Ammonium persulfate (APS), a white crystalline solid is the inorganic compound with the formula (NH4)2S2O8. It is highly soluble in water, much more so than the related potassium salt. It is a strong oxidizing agent that is used as a bleaching agent and as a food preservative, also acts as a polymerization initiator in polymer chemistry, as an etchant and cleaner in the manufacture of printed circuit boards, as a booster in hair bleaching formulations in cosmetics and as a polymerization initiator, in soil stabilization and as a gel breaker in enhanced oil recovery systems.

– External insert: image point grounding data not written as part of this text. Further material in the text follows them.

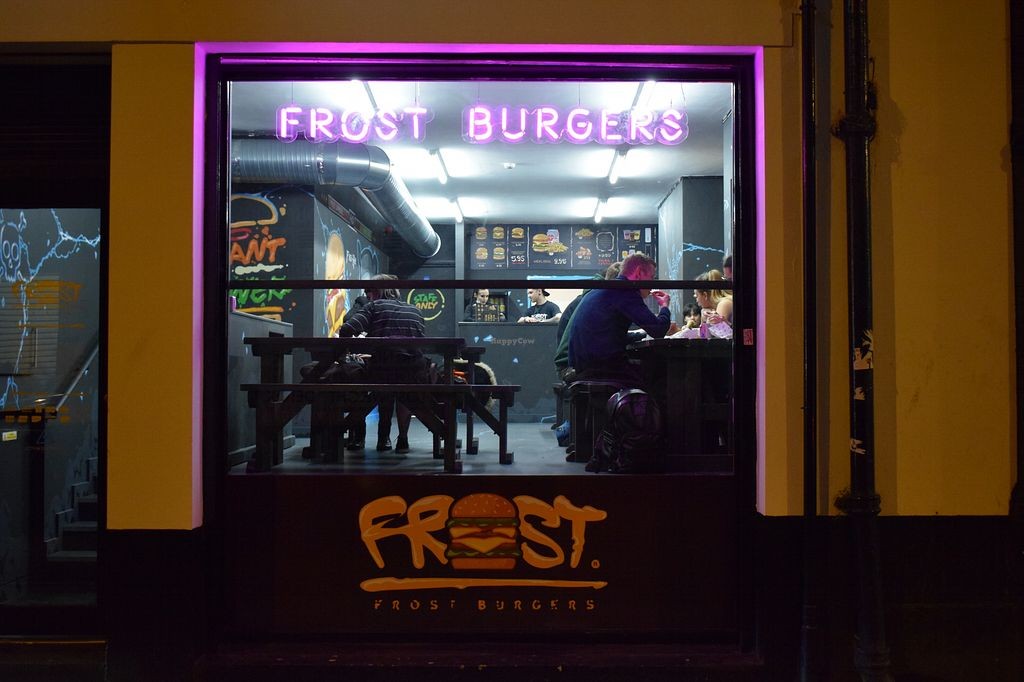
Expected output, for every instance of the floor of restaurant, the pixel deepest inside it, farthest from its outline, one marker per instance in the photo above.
(534, 444)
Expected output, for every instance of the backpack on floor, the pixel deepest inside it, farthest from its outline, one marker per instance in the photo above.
(631, 440)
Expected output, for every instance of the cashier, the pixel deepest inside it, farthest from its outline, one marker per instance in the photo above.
(542, 309)
(481, 309)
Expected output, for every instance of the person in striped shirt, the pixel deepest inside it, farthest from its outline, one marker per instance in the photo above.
(386, 314)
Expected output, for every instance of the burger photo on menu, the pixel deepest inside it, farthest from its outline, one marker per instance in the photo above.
(483, 529)
(543, 243)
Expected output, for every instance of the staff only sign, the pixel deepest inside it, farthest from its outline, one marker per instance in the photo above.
(506, 554)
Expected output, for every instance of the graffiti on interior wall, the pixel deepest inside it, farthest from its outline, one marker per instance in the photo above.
(346, 255)
(257, 251)
(33, 244)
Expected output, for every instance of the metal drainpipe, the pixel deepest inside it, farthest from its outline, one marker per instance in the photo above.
(810, 635)
(861, 503)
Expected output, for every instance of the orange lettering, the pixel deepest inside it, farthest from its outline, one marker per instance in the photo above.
(579, 517)
(529, 506)
(424, 515)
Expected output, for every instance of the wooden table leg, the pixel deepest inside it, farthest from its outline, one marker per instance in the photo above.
(269, 440)
(452, 465)
(504, 456)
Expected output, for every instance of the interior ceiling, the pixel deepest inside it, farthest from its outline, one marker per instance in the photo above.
(527, 182)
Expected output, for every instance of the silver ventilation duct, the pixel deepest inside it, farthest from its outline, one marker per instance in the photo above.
(345, 164)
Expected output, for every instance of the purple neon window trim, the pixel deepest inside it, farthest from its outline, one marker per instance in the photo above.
(227, 49)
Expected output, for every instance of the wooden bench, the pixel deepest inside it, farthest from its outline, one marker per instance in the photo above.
(330, 401)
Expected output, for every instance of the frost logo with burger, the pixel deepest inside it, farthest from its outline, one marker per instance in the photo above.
(483, 528)
(480, 537)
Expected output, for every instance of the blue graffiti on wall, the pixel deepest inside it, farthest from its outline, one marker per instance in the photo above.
(28, 251)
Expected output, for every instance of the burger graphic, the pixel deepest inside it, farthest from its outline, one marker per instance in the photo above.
(484, 528)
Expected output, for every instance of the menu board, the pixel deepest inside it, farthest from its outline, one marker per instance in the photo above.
(636, 239)
(518, 249)
(488, 250)
(586, 248)
(549, 246)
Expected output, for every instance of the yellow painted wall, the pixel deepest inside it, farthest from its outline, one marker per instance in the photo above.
(152, 433)
(944, 402)
(942, 213)
(945, 433)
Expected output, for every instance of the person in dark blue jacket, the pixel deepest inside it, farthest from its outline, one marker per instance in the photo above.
(600, 327)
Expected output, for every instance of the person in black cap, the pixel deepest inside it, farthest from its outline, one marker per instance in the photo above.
(542, 309)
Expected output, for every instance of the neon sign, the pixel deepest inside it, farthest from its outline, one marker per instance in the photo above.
(482, 124)
(320, 124)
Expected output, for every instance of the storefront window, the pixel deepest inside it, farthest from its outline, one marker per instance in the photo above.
(49, 403)
(497, 204)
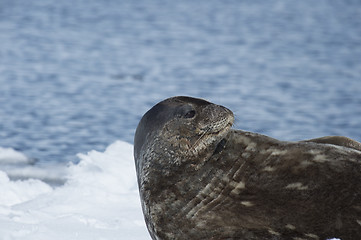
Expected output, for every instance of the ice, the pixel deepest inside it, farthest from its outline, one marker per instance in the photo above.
(99, 200)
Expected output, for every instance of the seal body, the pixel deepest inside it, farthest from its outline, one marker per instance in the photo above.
(200, 179)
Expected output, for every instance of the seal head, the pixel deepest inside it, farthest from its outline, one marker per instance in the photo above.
(176, 135)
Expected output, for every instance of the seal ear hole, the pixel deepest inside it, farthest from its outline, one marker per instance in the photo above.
(190, 114)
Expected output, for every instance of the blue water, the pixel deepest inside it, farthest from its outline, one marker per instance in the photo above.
(78, 75)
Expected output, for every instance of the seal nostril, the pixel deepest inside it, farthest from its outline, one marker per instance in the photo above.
(190, 114)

Ammonium persulfate is relatively easy and safe to handle. The Cosmetic Ingredient Review (CIR) Expert Panel has reviewed the use of ammonium persulfate and other persulfates as oxidizing agents in hair colourants and lighteners and has deemed them safe for brief discontinuous use followed by thorough rinsing from the hair and skin. However, it has stated that manufacturers of these products should be aware of the potential for urticarial reactions at concentrations greater than 17.5%.
In a small study of hairdressers, occupational asthma (OA) was found in 51.1% and allergic occupational dermatitis in 36.2% of study participants. Ammonium persulfate was the responsible agent in 87.5% of OA cases. The average overall duration of exposure in the group of hairdressers with OA was 7 years and the average time from start of exposure to onset of symptoms was 5.3 years. Whilst just over 30% had a family history of allergic disease, none of the patients had previous occupations with possible risk factors for asthma, rhinitis, or dermatitis prior to the becoming hairdressers.
Ammonium persulfate is approved for use by the Food and Drug Administration (FDA) as a multipurpose food additive in concentrations less than 0.075%. Although it has been approved for this use in the United States it is currently banned in the European Union, Australia and New Zealand as it has been found to cause contact urticaria in bakers.
Generally ammonium persulfate is safe to use but some people may have an acute allergic reaction. Immediate urticaria after inhalation or contact appears to occur mainly in patients with a history of asthma. It is also evident from the study of hairdressers that repeated exposure may result in increased sensitivity to the substance, and that allergic reactions may not become apparent until after many years of exposure.